Graph Theory: Day 2

As the snow storm descends on the Asheville area, I'll take a moment to briefly chronicle this afternoon's mathematical goings-on.

I felt a bit out-of-step in my first section of Calc II today. I never really got into my stride, somehow, and I felt awkward. The awkwardness carried over into the second section, with whom I felt more at ease, but still stretched thin. I'm looking forward to Friday in both of those sections, I'll be leaving much of the work up to them. Then Monday will bring the first of several food-based exercises, always favorites with the students.

These two classes were more than made up for by Graph Theory.

Right away the atmosphere was a positive one: before class, as people were still trickling into the classroom in dribs and drabs, everyone was chatty, jovial, open. The students joked, compared solutions. Everyone seemed relaxed, ready. I put some colored chalk on the front table and went to the side board, where I wrote "Correctness / Completeness / Clarity / Composition," urging the students to intone these words as a mantra as they prepared their presentations.

Then we began.

Things went well from the start: when called, each student took to the board to the sound of applause from her or his colleagues. Everyone was quiet and respectful during presentations, and each success was met by another round of applause and cheers.

The first few presentations went smoothly; it was Problem 4 that caused a bit of hullabaloo.

"Problem 4. Draw as many fundamentally different graphs as you can, each having order 4 and size 3, also writing each as a triple."

Its the fourth and fifth words here that brought down the house: there was (understandably! I'd somewhat hoped that this problem would provoke a discussion) a great deal of disagreement regarding what was meant by "fundamentally different"; it'll be another week, at least, before we define graph isomorphism. (Brigitte actually said a few words about "bijections" that were very close to the mark, but her quiet voice didn't carry so well amidst the hubbub.) The chimerical nature of this phrase, coupled with the immense number of graphs having the properties desired, led to uproar. Poor Joachim, attempting to answer the problem as fully as he could, was interrupted by a chorus of overly helpful classmates: everyone wanted a piece of the problem, and the next ten minutes were spent in taking unruly turns at trying to pin down the meaning of those elusive words, "fundamentally different."

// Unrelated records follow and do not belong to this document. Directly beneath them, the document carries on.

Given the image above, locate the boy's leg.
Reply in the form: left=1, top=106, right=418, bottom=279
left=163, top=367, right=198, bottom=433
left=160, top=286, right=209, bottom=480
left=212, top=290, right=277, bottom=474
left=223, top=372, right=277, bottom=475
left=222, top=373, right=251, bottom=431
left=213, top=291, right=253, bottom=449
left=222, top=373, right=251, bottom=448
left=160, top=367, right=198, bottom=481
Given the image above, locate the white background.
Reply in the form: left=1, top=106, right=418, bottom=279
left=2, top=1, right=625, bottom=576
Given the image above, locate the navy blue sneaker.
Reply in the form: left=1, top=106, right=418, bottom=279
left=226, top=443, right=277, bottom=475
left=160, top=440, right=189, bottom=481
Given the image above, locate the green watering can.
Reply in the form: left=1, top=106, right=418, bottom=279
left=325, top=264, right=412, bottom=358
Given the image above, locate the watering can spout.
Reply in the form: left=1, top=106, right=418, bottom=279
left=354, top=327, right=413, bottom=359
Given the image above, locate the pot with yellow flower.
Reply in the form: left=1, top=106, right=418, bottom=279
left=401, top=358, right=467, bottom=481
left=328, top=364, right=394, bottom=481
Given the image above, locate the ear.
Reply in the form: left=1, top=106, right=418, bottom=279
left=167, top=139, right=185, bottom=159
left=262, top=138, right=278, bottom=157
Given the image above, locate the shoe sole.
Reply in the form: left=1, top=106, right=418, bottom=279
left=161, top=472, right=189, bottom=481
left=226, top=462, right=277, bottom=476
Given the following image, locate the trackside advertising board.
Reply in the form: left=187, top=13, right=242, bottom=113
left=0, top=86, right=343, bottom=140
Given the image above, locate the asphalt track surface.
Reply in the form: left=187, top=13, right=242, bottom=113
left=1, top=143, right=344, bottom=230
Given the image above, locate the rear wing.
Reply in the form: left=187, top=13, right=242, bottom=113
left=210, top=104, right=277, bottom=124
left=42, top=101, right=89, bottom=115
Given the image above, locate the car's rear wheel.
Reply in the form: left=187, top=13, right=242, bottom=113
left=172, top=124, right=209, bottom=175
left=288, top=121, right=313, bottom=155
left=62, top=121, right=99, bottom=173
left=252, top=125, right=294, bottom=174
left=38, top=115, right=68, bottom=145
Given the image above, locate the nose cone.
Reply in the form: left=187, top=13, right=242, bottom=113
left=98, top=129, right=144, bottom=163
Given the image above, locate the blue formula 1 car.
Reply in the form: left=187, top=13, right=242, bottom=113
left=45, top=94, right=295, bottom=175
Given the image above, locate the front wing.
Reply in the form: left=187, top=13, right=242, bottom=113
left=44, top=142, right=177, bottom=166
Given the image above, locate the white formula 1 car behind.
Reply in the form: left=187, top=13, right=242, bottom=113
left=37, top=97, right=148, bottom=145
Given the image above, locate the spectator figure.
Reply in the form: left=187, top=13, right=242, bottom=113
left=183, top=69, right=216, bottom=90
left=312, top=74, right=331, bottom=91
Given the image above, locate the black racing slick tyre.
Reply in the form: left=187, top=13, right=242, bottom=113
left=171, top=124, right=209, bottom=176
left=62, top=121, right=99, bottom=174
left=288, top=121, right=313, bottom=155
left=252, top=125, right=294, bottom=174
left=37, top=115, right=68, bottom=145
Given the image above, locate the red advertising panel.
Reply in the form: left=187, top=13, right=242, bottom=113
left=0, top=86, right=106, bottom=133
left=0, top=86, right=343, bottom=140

Ultimately it became clear that we all had more or less the same idea as to what those words meant.

The discussion was lively, even heated, but ever respectful and supportive: no one attacked anyone else, corrections were friendly ones, and even when there was disagreement, the disagreement was civilly made.

The next three problems were relatively humdrum; Problem 8 caused a bit more furor, though without the controversy attending Problem 4. Quincy was called on the complete Problem 8 (asking for an enumeration of the maximal number of edges in an order-n graph without multiple edges), and he offered a nearly-complete proof of his (correct) formula, the sum 1 + 2 + 3 + ... + n.

"Did anyone have a different proof?" I asked. Sylvester offered that he did, and he went to the board to provide an inductive proof of his (equally valid) formula, C_n,2 + C_n,1. Throughout both presentations, everyone was quiet, attentive. Sylvester's proof brought us to the end of the period, midway through the first problem sheet.

Afterward Quincy characterized the mood of the class as "fun, but serious." "We all mean business, we're taking it very seriously," he said. "But we're having a good time with it." He had a blast, as did his friend Norbert, and as did Nadia, who spent some time after class trying vainly to convince Olivia to join our class.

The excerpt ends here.